VALENZA – Una consolle e due occhi azzurri. Lì c’era musica. E una vita senza musica diventa subito povera. Così da ieri siamo tutti più poveri in provincia di Alessandria per l’addio a Gildo, alla sua testa piegata per catturare la purezza massima del suono. Ma Gildo non era solo l’icona musicale di Valenza, Gildo era il creatore della prima RadioGold, quella nata nel magma impetuoso delle radio private. Un pirata musicale che si nutriva di canzoni, che conosceva ogni genere perché per lui “tutta la musica è bella se fatta bene“. La sua voce riempiva la radio e catturava sempre l’attenzione. Era un fuoriclasse con la disciplina di un perfezionista. Si era inventato una professione, come lui stesso diceva, perché nessuno sapeva fare radio allora, negli anni ’70, eppure RadioGold era diventata una grande stazione radiofonica grazie a lui, al suo orecchio, al numero impressionante di persone che aveva saputo far crescere attorno a sé. Perché Gildo era anche questo, una specie di fratello maggiore che insegnava il mestiere senza gelosie. Se individuava il talento lui lo assecondava, con parole composte, misurate, garbate, come una bella canzone d’amore.

E lui della musica era proprio innamorato. Un rapporto rispettoso e aperto, senza pregiudizi perché un coro alpino era uguale a una hit del momento, se suonava bene. Gildo era talmente avanti da non vivere di ricordi, lui viveva il presente, consumava la vita, era innamorato della vita, perché la musica è gioia e non puoi sbiadire nella malinconia quando nutri questo amore. Ogni artista lo incuriosiva ed era la dote che gli permetteva di muovere le masse sulle piste da ballo nelle balere, poi nelle discoteche e infine durante le feste e gli eventi cittadini.

adv-352

Gildo aveva un difetto però, la sua timidezza. Senza quella forse avrebbe potuto essere ancora più grande ma avremmo perso anche l’amico di tutti e, in fondo, è andata bene così.
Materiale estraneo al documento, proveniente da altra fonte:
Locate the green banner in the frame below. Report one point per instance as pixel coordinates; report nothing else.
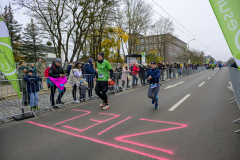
(7, 63)
(228, 16)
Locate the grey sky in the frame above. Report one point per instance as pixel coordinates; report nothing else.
(195, 15)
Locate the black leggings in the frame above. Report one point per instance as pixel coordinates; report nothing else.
(102, 95)
(74, 92)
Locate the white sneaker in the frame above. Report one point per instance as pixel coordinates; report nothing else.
(76, 101)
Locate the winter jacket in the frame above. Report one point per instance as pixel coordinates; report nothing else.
(75, 76)
(125, 74)
(39, 70)
(69, 68)
(55, 71)
(22, 84)
(32, 83)
(155, 73)
(90, 70)
(135, 70)
(83, 89)
(83, 67)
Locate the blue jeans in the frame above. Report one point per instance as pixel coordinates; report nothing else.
(33, 99)
(134, 79)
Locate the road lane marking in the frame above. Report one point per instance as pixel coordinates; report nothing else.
(201, 84)
(171, 86)
(180, 102)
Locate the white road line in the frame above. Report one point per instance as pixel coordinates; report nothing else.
(201, 84)
(180, 102)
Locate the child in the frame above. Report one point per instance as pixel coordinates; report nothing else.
(22, 85)
(32, 88)
(82, 91)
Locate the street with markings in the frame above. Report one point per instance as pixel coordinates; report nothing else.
(194, 122)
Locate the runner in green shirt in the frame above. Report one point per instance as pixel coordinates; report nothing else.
(103, 77)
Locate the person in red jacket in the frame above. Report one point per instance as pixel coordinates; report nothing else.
(135, 71)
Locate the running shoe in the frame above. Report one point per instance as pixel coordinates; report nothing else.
(106, 107)
(152, 101)
(103, 104)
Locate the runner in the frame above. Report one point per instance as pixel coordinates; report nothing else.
(103, 69)
(153, 75)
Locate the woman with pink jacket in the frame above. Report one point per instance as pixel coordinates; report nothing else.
(124, 78)
(134, 74)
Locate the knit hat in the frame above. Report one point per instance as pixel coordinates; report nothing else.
(101, 54)
(153, 62)
(58, 60)
(77, 63)
(23, 67)
(30, 70)
(90, 60)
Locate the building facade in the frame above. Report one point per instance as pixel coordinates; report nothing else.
(169, 47)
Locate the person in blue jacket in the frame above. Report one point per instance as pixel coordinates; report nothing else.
(153, 75)
(90, 76)
(32, 88)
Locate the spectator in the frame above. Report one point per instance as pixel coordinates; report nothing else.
(118, 73)
(74, 79)
(234, 65)
(22, 85)
(83, 67)
(21, 63)
(125, 76)
(134, 74)
(56, 71)
(82, 91)
(40, 71)
(90, 76)
(142, 74)
(32, 66)
(32, 88)
(69, 67)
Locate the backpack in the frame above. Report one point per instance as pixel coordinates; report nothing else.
(46, 72)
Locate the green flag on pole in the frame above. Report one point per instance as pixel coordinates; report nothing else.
(7, 63)
(228, 16)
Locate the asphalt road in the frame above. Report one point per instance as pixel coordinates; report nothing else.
(199, 128)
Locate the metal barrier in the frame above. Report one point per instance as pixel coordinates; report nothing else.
(234, 86)
(11, 105)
L’esempio più evidente della sua timidezza fu chiaro a Sarabanda, programma televisivo di Italia Uno in cui i concorrenti dovevano riconoscere la canzone ascoltando poche note iniziali del brano. Gildo in quello aveva pochi rivali, era un mostro, eppure, quando si accesero le telecamere si bloccò e quel talento venne annullato momentaneamente dalla sua invincibile ritrosia per la ribalta.

Per lui d’altronde parlava la musica e non era necessario altro. Poteva dire milioni di cose con le sue orecchie. E certamente, d’ora in avanti, non saremo capaci di abituarci al silenzio.
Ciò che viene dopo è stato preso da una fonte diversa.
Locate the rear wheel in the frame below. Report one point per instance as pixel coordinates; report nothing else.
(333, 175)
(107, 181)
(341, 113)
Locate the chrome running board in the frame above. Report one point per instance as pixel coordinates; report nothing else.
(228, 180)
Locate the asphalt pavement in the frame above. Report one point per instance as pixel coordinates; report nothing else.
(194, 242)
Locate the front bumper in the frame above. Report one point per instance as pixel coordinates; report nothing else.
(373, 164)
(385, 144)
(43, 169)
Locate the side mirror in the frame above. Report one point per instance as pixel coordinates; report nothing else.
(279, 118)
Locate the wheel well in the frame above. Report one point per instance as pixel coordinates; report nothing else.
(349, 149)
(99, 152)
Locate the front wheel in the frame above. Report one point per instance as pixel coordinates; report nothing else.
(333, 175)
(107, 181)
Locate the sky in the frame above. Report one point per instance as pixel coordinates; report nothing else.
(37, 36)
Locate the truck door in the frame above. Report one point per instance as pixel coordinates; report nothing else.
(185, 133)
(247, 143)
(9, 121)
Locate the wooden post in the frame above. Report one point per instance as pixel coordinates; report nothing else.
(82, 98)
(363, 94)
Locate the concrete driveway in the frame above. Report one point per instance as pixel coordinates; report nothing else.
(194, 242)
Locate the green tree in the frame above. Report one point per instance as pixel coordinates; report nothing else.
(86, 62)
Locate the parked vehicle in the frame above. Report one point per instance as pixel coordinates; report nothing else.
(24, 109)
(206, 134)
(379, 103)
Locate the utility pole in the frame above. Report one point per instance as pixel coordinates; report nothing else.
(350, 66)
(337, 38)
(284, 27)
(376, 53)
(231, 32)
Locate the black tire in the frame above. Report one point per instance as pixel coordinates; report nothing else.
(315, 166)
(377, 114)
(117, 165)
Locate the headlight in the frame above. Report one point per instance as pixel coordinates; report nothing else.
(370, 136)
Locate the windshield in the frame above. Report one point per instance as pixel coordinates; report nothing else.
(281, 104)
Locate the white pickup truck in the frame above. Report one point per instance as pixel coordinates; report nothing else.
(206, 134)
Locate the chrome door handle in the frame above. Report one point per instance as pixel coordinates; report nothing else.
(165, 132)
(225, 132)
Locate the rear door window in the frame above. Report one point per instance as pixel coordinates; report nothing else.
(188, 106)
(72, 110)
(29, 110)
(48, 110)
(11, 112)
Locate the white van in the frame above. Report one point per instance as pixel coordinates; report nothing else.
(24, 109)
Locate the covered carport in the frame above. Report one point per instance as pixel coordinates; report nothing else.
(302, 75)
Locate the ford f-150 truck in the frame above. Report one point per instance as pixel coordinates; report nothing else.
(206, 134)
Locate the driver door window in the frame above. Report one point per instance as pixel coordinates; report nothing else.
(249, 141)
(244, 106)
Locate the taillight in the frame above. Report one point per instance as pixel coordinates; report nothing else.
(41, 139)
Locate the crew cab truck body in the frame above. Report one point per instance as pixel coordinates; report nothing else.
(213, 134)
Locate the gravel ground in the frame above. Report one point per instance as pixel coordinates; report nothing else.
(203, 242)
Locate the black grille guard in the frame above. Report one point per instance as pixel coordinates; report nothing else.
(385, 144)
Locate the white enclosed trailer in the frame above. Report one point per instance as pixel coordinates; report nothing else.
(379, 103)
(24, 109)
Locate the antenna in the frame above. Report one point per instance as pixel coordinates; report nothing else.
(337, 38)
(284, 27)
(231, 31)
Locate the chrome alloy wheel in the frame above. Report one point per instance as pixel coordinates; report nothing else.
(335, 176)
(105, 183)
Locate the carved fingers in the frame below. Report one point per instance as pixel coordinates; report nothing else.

Gildo era una di quelle persone che non puoi immaginare altrove se non davanti a un mixer, con le cuffie in testa, le dita sui cursori per spostarli di millimetri impercettibili, in mezzo a luci colorate, a catturare suoni. Non potevi pensare che una malattia lo avrebbe aggredito con quella forza, lui che è sempre stato gentile e poderoso, talmente tanto da battere anche la leucemia. Una vittoria che lo aveva portato a ringraziare tutti in una serata a Valenza, appena usciti dal covid, in cui l’affetto per lui si misurò in una festa con i tantissimi amici che lo avevano affiancato o conosciuto. Tutti innamorati di lui. Non doveva essere una serata celebrativa, non lo voleva assolutamente, perché odiava i complimenti e soprattutto era un campione di umiltà. Ed era un professionista. Tant’è che quella sera, all’orecchio, era stato capace di bisbigliare più volte la necessità di tagliare chi sbrodolava troppo al microfono. D’altra parte lui aveva il ritmo nel sangue, conosceva i tempi giusti.

Ecco, i tempi giusti. Gildo, non era ancora tempo di andarsene. Se dobbiamo muoverti un rimprovero è quello di aver scelto di lasciarci troppo presto, senza nemmeno il conforto di un ultimo pezzo. Hai spento tutto e ci hai lasciato senza musica. Il tuo ricordo non colmerà quel vuoto ma non averti conosciuto sarebbe stato molto peggio. E la musica è tutta bella “se fatta bene“, anche quella triste. Ora però rimarremo in silenzio per un bel po’. E, lo sappiamo, tu odiavi le pause e i buchi in radio, ma non c’è una musica adatta quando un maestro se ne va.